PAGE 34. French (Italian) Cyclemotors: Mosquito History & Mosquito 38A

Obviously the Mosquito was designed and built in Italy. However, it was also built under license in France and Britian. After the Velosolex and the VAP, it is the 3rd most popular French ‘moteur-auxiliaire’ so I’ve included it in this French section of the Cyclemaster Museum.



History of Garelli and Mosquito

At age 22, Adalberto Garelli received a degree in engineering and dedicated his work to developing and perfecting the 2-stroke engine for Fiat. He quit in 1911 due to Fiat’s lack of enthusiasm for the 2-stroke engine, and continued his own engine design between 1911 and 1914 which resulted in the 350cc split-single. Garelli worked for other motorcycle manufacturers from 1914 to 1918 during which time he won a competition organized by the Italian Army to design a motorcycle with which he used his 350cc split-single engine.

After WWI Garelli began to produce motorcycles in his own factory. The Garelli 350cc split-single stayed in production until 1926 and made a major impact in racing. By 1928 his motorcycle interest was waning and his factory began producing military equipment leaving motorcycle production completely.


After WWII, military equipment was no longer needed and Garelli introduced an engine called the Mosquito. The Model 38A began in 1946 as a clip-on engine for a bicycle frame. The concept was a huge success over two million of the engines were sold worldwide. Power was delivered to the back wheel via a friction wheel and was able to reach a top speed of 20mph.

They opened a branch in France too. In 1952, an endurance run illustrated the reliability of the Mosquito, with continuous use for 55 days.

The Mosquito Model 38B. introduced in 1953, was a 48 cc engine; while the final attachment engine, in 1955, had a special automatic transmission.

1955mosquitoart1.jpg 1955mosquito-copy1.jpg 1955mosquito-copy2.jpg

garelli-mosquito-postcard-copy.jpg 1955mosquito-copy3.jpg mosqad1400.jpg mosqarticles400.jpg

I have two Mosquitos in my collection. As one is French and the other English, and one a Ladies model and the other a Gents cycle, they make an ideal ‘His & Hers’ pair. The French one is extremely pretty and blue in colour, while the British one is very conservative.

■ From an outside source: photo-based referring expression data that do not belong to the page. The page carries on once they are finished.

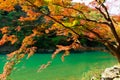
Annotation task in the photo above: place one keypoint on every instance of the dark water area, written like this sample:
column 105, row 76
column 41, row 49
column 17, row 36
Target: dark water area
column 74, row 66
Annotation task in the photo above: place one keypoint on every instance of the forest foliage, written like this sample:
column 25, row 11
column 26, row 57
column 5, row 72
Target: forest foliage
column 61, row 23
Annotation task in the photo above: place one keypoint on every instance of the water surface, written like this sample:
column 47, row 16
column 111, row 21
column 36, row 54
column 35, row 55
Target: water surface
column 74, row 66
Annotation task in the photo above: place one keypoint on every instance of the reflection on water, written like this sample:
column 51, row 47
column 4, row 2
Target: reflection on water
column 74, row 66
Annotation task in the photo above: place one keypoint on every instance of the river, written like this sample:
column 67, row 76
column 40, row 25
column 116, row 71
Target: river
column 73, row 68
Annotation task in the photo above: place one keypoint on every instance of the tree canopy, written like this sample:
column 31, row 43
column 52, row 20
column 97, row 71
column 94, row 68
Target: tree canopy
column 27, row 21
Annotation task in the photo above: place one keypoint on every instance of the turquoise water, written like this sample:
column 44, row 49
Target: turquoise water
column 74, row 66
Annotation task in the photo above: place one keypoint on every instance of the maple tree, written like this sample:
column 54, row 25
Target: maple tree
column 61, row 18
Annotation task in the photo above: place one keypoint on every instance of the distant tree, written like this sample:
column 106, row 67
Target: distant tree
column 58, row 17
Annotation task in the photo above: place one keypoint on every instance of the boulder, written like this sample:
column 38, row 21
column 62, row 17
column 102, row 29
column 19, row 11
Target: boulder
column 112, row 73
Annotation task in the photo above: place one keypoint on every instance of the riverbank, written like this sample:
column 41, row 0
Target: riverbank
column 10, row 48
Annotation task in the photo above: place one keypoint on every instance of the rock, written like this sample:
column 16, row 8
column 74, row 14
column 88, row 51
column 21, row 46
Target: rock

1951 Garelli Mosquito 38A Cycle Attachment fitted to a 1940’s Rudge-Whitworth Bicycle


This very attractive 1940’s Rudge Witworth frame sports a 1951 Garelli Mosquito 38cc 2-stroke cycle-attachment engine.

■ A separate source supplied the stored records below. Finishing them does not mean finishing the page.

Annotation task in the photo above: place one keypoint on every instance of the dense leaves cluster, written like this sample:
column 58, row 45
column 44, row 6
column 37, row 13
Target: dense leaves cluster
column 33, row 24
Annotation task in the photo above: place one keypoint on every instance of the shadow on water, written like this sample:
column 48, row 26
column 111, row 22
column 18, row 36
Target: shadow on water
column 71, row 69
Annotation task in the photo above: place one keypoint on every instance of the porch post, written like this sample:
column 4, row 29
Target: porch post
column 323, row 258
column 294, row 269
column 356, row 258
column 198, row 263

The Mosquito enjoys a good reputation for reliability and power.


This one has been rebuilt, the cycle frame is in good order, it starts easily, and rides well.



1951 Garelli Mosquito 38A Cycle Attachment fitted to a French 1940’s Alvia Bicycle


I bought this delightful Mosquito from a good friend in France. Usually we do exchanges, but he had a lot of money invested in this one so I had to pay him for it.


It still has an original tool-set in the toolbox.


The engine has been rebuilt, and the frame too, using original parts. It also has new Michelin tyres, an Optima saddle, Chantecler bell, and period lighting kit.



1973 Garelli Baby Mosquito


This is a minibike I’ve owned a few years, a 1973 Garelli Baby Mosquito. It came in from Germany, and I MOT’d and registered it. It’s a pretty little thing and I’ve found it interesting to compare with the earlier versions.



1955 Mosquito Italia 50cc


This is an Italian Mosquito that I obtained this year by swapping my Bernardet Cabri with a friend. It then saw a further exchange in France and now resides in my friend’s collection in Paris.